Als Familienreisebloggerin habe ich schon einige Metropolen und Hauptstädte dieser Welt mit den Kids besucht. London, Washington DC oder Oslo – ausgerechnet aber die eigene, die fehlte auf
unserer Liste! Es war also dringend Zeit, das zu ändern und so ging es im März für meinen 8jährigen und mich für ein verlängertes Wochenende nach Berlin! Übernachtet haben wir im MEINIBNGER Hotel Berlin Mitte, dem ‚Humboldthaus‘, das durch seine super zentrale Lage und Anbindung eine stressfreien Aufenthalt auch mit Kindern ermöglicht.

Anreise & Lage des MEININGER Hotel Berlin Mitte

Aufgrund eines vorausgegangenen Streiks am Flughafen Berlin Tegel hatte ich entschieden, mit dem ICE aus Köln anzureisen. Und, seien wir mal ehrlich, das ist letztlich die entspanntere Art nach Berlin zu reisen. Schliesslich läßt sich die gut 4stündige Zugfahrt – auch dank tatsächlich durchweg funktionierendem WLAN – für alles mögliche gut nutzen.

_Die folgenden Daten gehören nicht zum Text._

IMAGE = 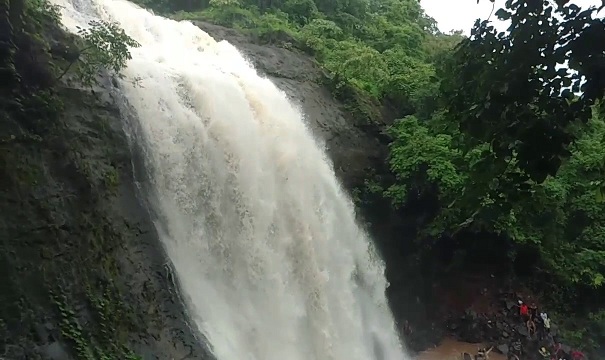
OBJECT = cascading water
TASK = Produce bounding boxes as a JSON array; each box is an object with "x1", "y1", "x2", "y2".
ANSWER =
[{"x1": 53, "y1": 0, "x2": 407, "y2": 360}]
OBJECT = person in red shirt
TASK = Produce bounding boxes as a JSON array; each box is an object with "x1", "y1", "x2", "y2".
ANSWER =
[
  {"x1": 519, "y1": 300, "x2": 529, "y2": 322},
  {"x1": 519, "y1": 300, "x2": 536, "y2": 336}
]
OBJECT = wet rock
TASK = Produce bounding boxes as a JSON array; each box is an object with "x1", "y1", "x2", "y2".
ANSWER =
[
  {"x1": 496, "y1": 344, "x2": 509, "y2": 355},
  {"x1": 194, "y1": 21, "x2": 387, "y2": 189},
  {"x1": 41, "y1": 341, "x2": 70, "y2": 360}
]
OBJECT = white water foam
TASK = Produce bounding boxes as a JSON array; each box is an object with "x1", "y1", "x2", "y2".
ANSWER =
[{"x1": 53, "y1": 0, "x2": 409, "y2": 360}]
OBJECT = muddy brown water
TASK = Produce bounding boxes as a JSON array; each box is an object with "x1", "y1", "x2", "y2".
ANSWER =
[{"x1": 415, "y1": 339, "x2": 506, "y2": 360}]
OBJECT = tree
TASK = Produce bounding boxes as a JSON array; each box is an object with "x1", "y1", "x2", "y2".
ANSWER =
[
  {"x1": 443, "y1": 0, "x2": 605, "y2": 182},
  {"x1": 59, "y1": 20, "x2": 140, "y2": 85}
]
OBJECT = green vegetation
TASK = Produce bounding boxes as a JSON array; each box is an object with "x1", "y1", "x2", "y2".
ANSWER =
[
  {"x1": 132, "y1": 0, "x2": 462, "y2": 124},
  {"x1": 0, "y1": 0, "x2": 140, "y2": 360},
  {"x1": 0, "y1": 0, "x2": 605, "y2": 359},
  {"x1": 131, "y1": 0, "x2": 605, "y2": 352}
]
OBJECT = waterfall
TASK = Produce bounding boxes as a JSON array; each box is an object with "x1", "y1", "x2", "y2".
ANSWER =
[{"x1": 53, "y1": 0, "x2": 409, "y2": 360}]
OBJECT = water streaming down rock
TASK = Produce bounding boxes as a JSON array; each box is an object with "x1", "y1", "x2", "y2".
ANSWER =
[{"x1": 53, "y1": 0, "x2": 407, "y2": 360}]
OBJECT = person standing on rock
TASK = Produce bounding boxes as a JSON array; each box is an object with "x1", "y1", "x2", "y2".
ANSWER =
[
  {"x1": 540, "y1": 313, "x2": 550, "y2": 334},
  {"x1": 519, "y1": 300, "x2": 536, "y2": 337}
]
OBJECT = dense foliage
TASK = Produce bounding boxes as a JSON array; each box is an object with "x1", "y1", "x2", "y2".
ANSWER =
[
  {"x1": 132, "y1": 0, "x2": 462, "y2": 123},
  {"x1": 129, "y1": 0, "x2": 605, "y2": 348}
]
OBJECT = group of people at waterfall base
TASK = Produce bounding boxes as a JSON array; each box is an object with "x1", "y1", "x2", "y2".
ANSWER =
[{"x1": 462, "y1": 300, "x2": 586, "y2": 360}]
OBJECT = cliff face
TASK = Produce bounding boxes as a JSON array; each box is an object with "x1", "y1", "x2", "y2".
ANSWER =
[
  {"x1": 0, "y1": 11, "x2": 422, "y2": 360},
  {"x1": 0, "y1": 9, "x2": 208, "y2": 360},
  {"x1": 195, "y1": 21, "x2": 386, "y2": 190},
  {"x1": 0, "y1": 80, "x2": 212, "y2": 359}
]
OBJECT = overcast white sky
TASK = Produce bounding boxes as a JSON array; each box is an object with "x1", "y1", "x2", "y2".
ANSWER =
[{"x1": 420, "y1": 0, "x2": 605, "y2": 35}]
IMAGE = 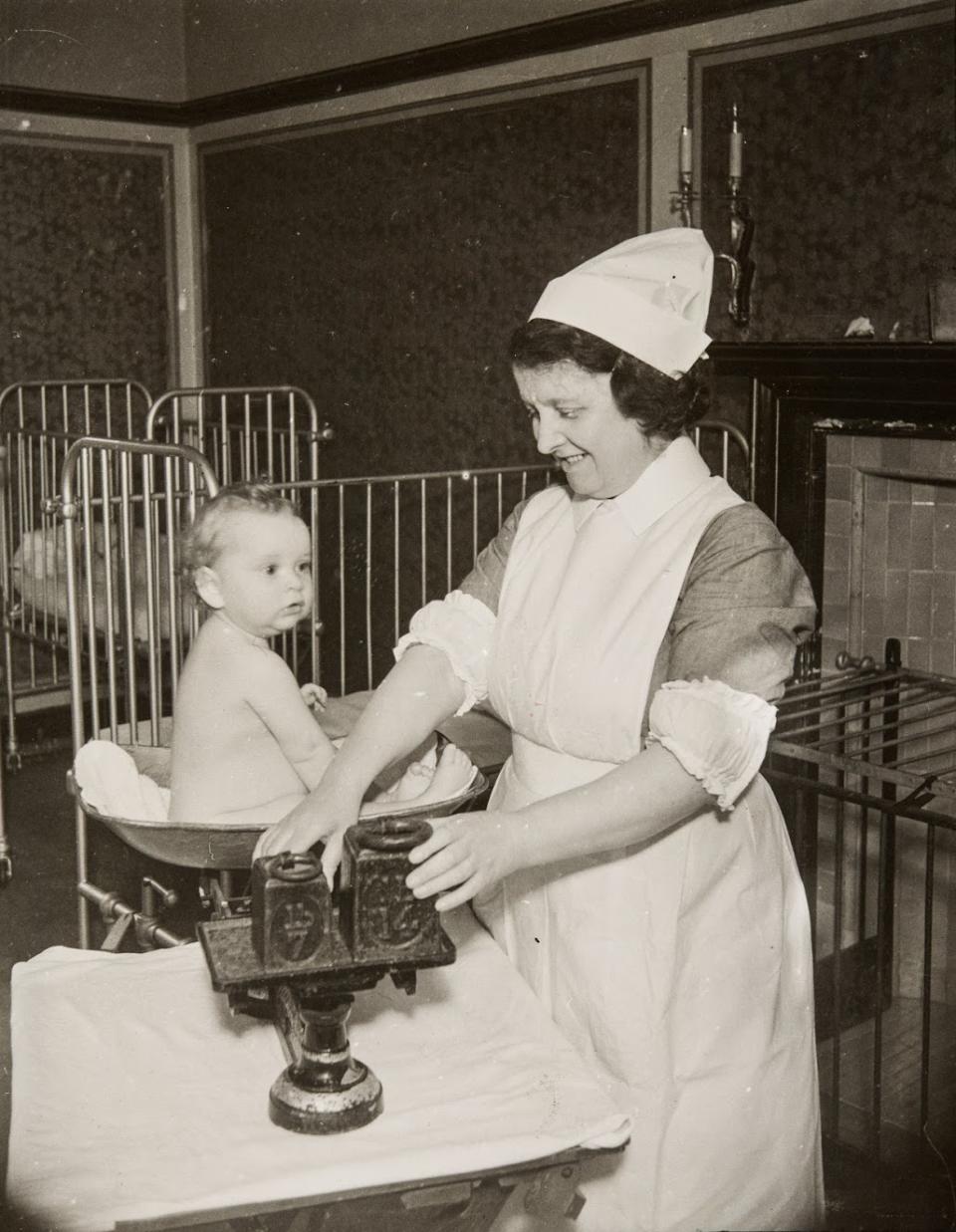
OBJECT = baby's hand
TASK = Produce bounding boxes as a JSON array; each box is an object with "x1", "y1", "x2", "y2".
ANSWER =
[{"x1": 300, "y1": 684, "x2": 329, "y2": 712}]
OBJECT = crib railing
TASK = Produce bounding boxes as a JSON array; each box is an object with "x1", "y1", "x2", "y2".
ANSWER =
[
  {"x1": 281, "y1": 420, "x2": 750, "y2": 695},
  {"x1": 145, "y1": 385, "x2": 335, "y2": 484},
  {"x1": 0, "y1": 377, "x2": 151, "y2": 764},
  {"x1": 59, "y1": 437, "x2": 218, "y2": 946}
]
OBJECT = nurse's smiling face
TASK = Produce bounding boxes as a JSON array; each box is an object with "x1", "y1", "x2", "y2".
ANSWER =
[{"x1": 514, "y1": 360, "x2": 661, "y2": 499}]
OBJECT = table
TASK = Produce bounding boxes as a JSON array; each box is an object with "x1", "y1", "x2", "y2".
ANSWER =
[{"x1": 7, "y1": 908, "x2": 629, "y2": 1232}]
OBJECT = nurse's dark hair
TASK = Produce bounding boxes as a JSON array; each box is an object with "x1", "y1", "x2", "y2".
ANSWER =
[
  {"x1": 509, "y1": 317, "x2": 711, "y2": 440},
  {"x1": 180, "y1": 483, "x2": 300, "y2": 577}
]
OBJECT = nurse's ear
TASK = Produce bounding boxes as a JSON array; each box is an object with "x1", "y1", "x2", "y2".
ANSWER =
[{"x1": 193, "y1": 565, "x2": 225, "y2": 609}]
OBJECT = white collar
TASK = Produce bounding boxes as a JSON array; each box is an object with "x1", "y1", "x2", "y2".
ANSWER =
[{"x1": 572, "y1": 436, "x2": 711, "y2": 535}]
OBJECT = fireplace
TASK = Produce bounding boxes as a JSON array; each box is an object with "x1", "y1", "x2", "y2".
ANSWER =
[{"x1": 711, "y1": 343, "x2": 956, "y2": 1158}]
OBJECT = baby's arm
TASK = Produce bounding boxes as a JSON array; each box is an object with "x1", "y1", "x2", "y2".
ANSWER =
[{"x1": 248, "y1": 650, "x2": 335, "y2": 791}]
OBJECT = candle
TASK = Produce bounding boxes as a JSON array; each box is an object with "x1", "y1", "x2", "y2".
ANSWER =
[
  {"x1": 729, "y1": 104, "x2": 744, "y2": 180},
  {"x1": 680, "y1": 124, "x2": 693, "y2": 178}
]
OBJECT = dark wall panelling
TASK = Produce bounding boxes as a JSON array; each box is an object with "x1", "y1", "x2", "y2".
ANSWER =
[
  {"x1": 698, "y1": 16, "x2": 956, "y2": 342},
  {"x1": 0, "y1": 140, "x2": 170, "y2": 390},
  {"x1": 201, "y1": 69, "x2": 646, "y2": 475}
]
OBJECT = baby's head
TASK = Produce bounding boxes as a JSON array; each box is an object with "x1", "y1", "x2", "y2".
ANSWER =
[{"x1": 182, "y1": 483, "x2": 312, "y2": 637}]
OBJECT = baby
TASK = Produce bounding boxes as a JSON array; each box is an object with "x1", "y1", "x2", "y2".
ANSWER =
[{"x1": 170, "y1": 484, "x2": 472, "y2": 828}]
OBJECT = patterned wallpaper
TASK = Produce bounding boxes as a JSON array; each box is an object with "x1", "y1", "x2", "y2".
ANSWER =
[
  {"x1": 0, "y1": 139, "x2": 170, "y2": 390},
  {"x1": 202, "y1": 80, "x2": 645, "y2": 474},
  {"x1": 701, "y1": 19, "x2": 956, "y2": 342}
]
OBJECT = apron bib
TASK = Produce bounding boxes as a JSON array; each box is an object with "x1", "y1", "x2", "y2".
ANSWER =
[{"x1": 476, "y1": 441, "x2": 821, "y2": 1232}]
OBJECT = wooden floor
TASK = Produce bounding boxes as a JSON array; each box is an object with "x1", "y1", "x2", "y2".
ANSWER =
[{"x1": 817, "y1": 997, "x2": 956, "y2": 1232}]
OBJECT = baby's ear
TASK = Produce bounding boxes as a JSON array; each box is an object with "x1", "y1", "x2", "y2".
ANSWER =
[{"x1": 193, "y1": 565, "x2": 225, "y2": 608}]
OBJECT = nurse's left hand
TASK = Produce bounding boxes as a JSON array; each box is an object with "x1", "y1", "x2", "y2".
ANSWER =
[{"x1": 405, "y1": 813, "x2": 519, "y2": 911}]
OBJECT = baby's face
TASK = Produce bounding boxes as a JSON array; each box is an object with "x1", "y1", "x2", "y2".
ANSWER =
[{"x1": 212, "y1": 510, "x2": 312, "y2": 637}]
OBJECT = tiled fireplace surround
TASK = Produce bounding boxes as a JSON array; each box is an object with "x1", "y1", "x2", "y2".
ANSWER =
[{"x1": 711, "y1": 343, "x2": 956, "y2": 1005}]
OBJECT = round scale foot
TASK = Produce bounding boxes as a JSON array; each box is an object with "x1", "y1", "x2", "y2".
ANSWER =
[{"x1": 269, "y1": 1061, "x2": 382, "y2": 1133}]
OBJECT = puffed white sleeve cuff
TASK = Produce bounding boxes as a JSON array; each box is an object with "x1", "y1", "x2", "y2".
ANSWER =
[
  {"x1": 646, "y1": 676, "x2": 776, "y2": 810},
  {"x1": 394, "y1": 591, "x2": 495, "y2": 714}
]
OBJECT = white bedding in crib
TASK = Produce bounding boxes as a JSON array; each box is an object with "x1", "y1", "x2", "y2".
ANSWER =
[
  {"x1": 9, "y1": 909, "x2": 629, "y2": 1232},
  {"x1": 10, "y1": 525, "x2": 179, "y2": 641}
]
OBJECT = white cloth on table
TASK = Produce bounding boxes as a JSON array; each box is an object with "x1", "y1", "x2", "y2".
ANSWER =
[{"x1": 7, "y1": 911, "x2": 629, "y2": 1232}]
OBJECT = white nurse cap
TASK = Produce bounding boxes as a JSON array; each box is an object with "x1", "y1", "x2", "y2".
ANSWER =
[{"x1": 530, "y1": 227, "x2": 713, "y2": 377}]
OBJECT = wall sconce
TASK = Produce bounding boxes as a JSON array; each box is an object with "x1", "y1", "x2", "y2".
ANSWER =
[{"x1": 670, "y1": 104, "x2": 757, "y2": 329}]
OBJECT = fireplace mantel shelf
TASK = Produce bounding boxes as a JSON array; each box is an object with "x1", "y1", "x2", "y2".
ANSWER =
[{"x1": 707, "y1": 340, "x2": 956, "y2": 384}]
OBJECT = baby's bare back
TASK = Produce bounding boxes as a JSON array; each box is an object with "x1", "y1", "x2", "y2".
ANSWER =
[{"x1": 170, "y1": 617, "x2": 306, "y2": 823}]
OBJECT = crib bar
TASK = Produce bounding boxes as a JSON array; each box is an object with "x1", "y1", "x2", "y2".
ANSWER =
[
  {"x1": 256, "y1": 422, "x2": 748, "y2": 693},
  {"x1": 145, "y1": 384, "x2": 334, "y2": 484},
  {"x1": 0, "y1": 377, "x2": 151, "y2": 764}
]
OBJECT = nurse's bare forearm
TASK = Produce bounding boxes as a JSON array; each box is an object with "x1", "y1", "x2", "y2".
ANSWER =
[
  {"x1": 318, "y1": 645, "x2": 464, "y2": 795},
  {"x1": 512, "y1": 744, "x2": 715, "y2": 868}
]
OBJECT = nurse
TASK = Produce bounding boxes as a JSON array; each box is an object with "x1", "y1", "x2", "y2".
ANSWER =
[{"x1": 260, "y1": 228, "x2": 823, "y2": 1232}]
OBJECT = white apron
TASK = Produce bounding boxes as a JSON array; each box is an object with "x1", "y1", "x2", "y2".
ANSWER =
[{"x1": 476, "y1": 441, "x2": 822, "y2": 1232}]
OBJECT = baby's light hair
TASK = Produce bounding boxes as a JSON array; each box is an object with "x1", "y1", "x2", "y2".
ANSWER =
[{"x1": 181, "y1": 483, "x2": 300, "y2": 579}]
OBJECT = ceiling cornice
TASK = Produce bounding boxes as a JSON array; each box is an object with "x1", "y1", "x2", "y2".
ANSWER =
[{"x1": 0, "y1": 0, "x2": 800, "y2": 128}]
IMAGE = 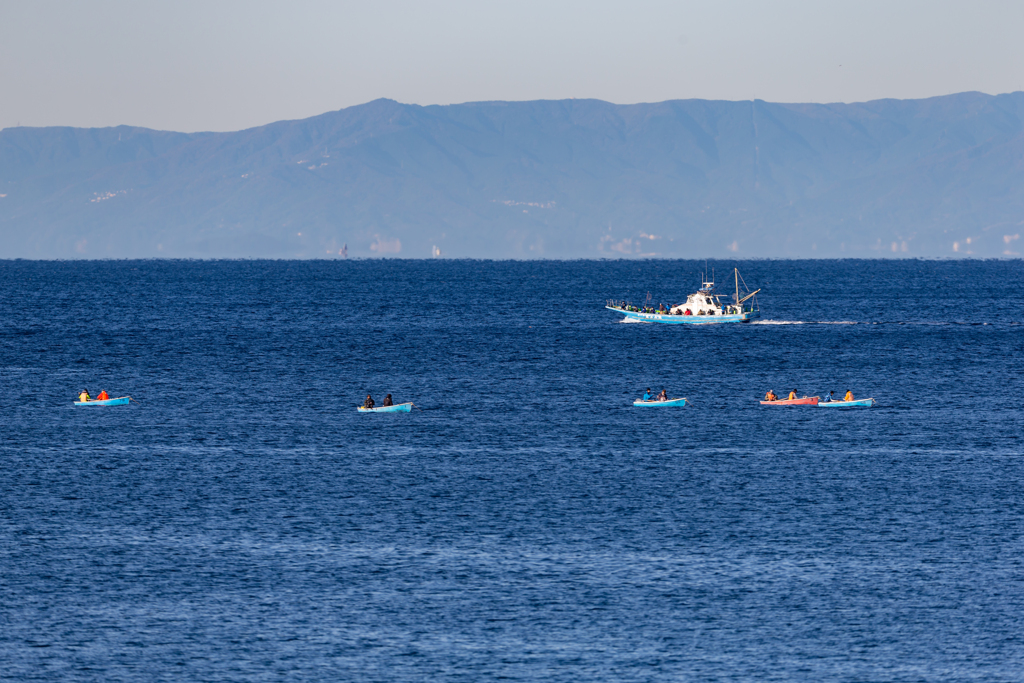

Aufgrund der späten Ankunft nahmen wir ein Taxi um vom Hauptbahnhof ins MEININGER Hotel Berlin Mitte an der Oranienburger Straße zu kommen. Aber direkt vor der Tür befindet sich eine S-Bahn Station, an der die Linien S1, S2 und S25 halten und uns von hier zu allen möglichen Sehenswürdigkeiten Berlins bringen.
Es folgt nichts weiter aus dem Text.